Обсуждение: Wait events for delayed checkpoints

Поиск
Список
Период
Сортировка

Wait events for delayed checkpoints

От
Thomas Munro
Дата:
Hi,

You can't tell if your checkpointer is spending a lot of time waiting
around for flags in delayChkptFlags to clear.  Trivial patch to add
that.  I've managed to see it a few times when checkpointing
repeatedly with a heavy pgbench workload.

I had to stop and think for a moment about whether these events belong
under "WaitEventIPC", "waiting for notification from another process"
or under "WaitEventTimeout", "waiting for a timeout to expire".  I
mean, both?  It's using sleep-and-poll instead of (say) a CV due to
the economics, we want to make the other side as cheap as possible, so
we don't care about making the checkpointer take some micro-naps in
this case.  I feel like the key point here is that it's waiting for
another process to do stuff and unblock it.

Вложения

Re: Wait events for delayed checkpoints

От
Robert Haas
Дата:
On Wed, Oct 11, 2023 at 9:13 PM Thomas Munro <thomas.munro@gmail.com> wrote:
> You can't tell if your checkpointer is spending a lot of time waiting
> around for flags in delayChkptFlags to clear.  Trivial patch to add
> that.  I've managed to see it a few times when checkpointing
> repeatedly with a heavy pgbench workload.
>
> I had to stop and think for a moment about whether these events belong
> under "WaitEventIPC", "waiting for notification from another process"
> or under "WaitEventTimeout", "waiting for a timeout to expire".  I
> mean, both?  It's using sleep-and-poll instead of (say) a CV due to
> the economics, we want to make the other side as cheap as possible, so
> we don't care about making the checkpointer take some micro-naps in
> this case.  I feel like the key point here is that it's waiting for
> another process to do stuff and unblock it.

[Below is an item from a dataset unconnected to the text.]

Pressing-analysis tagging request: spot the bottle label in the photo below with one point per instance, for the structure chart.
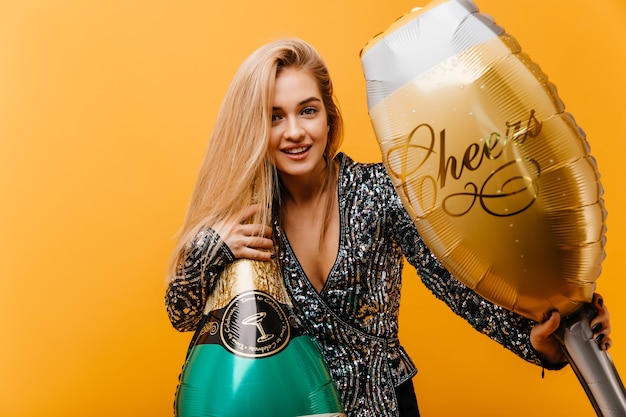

IPC seems right to me. Yeah, a timeout is being used, but as you say,
that's an implementation detail.

+1 for the idea, too.

--
Robert Haas
EDB: http://www.enterprisedb.com



Re: Wait events for delayed checkpoints

От
Michael Paquier
Дата:
On Thu, Oct 12, 2023 at 01:32:29PM -0400, Robert Haas wrote:
> IPC seems right to me. Yeah, a timeout is being used, but as you say,
> that's an implementation detail.
>
> +1 for the idea, too.

Agreed that timeout makes little sense in this context, and IPC looks
correct.

+        pgstat_report_wait_start(WAIT_EVENT_CHECKPOINT_DELAY_START);
         do
         {
             pg_usleep(10000L);    /* wait for 10 msec */
         } while (HaveVirtualXIDsDelayingChkpt(vxids, nvxids,
                                               DELAY_CHKPT_START));
+        pgstat_report_wait_end();

HaveVirtualXIDsDelayingChkpt() does immediately a LWLockAcquire()
which would itself report a wait event for ProcArrayLock, overwriting
this new one, no?
--
Michael

Вложения

Re: Wait events for delayed checkpoints

От
Robert Haas
Дата:
On Thu, Oct 12, 2023 at 7:09 PM Michael Paquier <michael@paquier.xyz> wrote:
> On Thu, Oct 12, 2023 at 01:32:29PM -0400, Robert Haas wrote:
> > IPC seems right to me. Yeah, a timeout is being used, but as you say,
> > that's an implementation detail.
> >
> > +1 for the idea, too.
>
> Agreed that timeout makes little sense in this context, and IPC looks
> correct.
>
> +        pgstat_report_wait_start(WAIT_EVENT_CHECKPOINT_DELAY_START);
>          do
>          {
>              pg_usleep(10000L);    /* wait for 10 msec */
>          } while (HaveVirtualXIDsDelayingChkpt(vxids, nvxids,
>                                                DELAY_CHKPT_START));
> +        pgstat_report_wait_end();
>
> HaveVirtualXIDsDelayingChkpt() does immediately a LWLockAcquire()
> which would itself report a wait event for ProcArrayLock, overwriting
> this new one, no?

Ah, right: the wait event should be set and cleared around pg_usleep,
not the whole loop.

--
Robert Haas
EDB: http://www.enterprisedb.com



Re: Wait events for delayed checkpoints

От
Thomas Munro
Дата:
On Fri, Oct 13, 2023 at 2:19 PM Robert Haas <robertmhaas@gmail.com> wrote:
> On Thu, Oct 12, 2023 at 7:09 PM Michael Paquier <michael@paquier.xyz> wrote:
> > HaveVirtualXIDsDelayingChkpt() does immediately a LWLockAcquire()
> > which would itself report a wait event for ProcArrayLock, overwriting
> > this new one, no?
>
> Ah, right: the wait event should be set and cleared around pg_usleep,
> not the whole loop.

Duh.  Yeah.  Pushed like that.  Thanks both.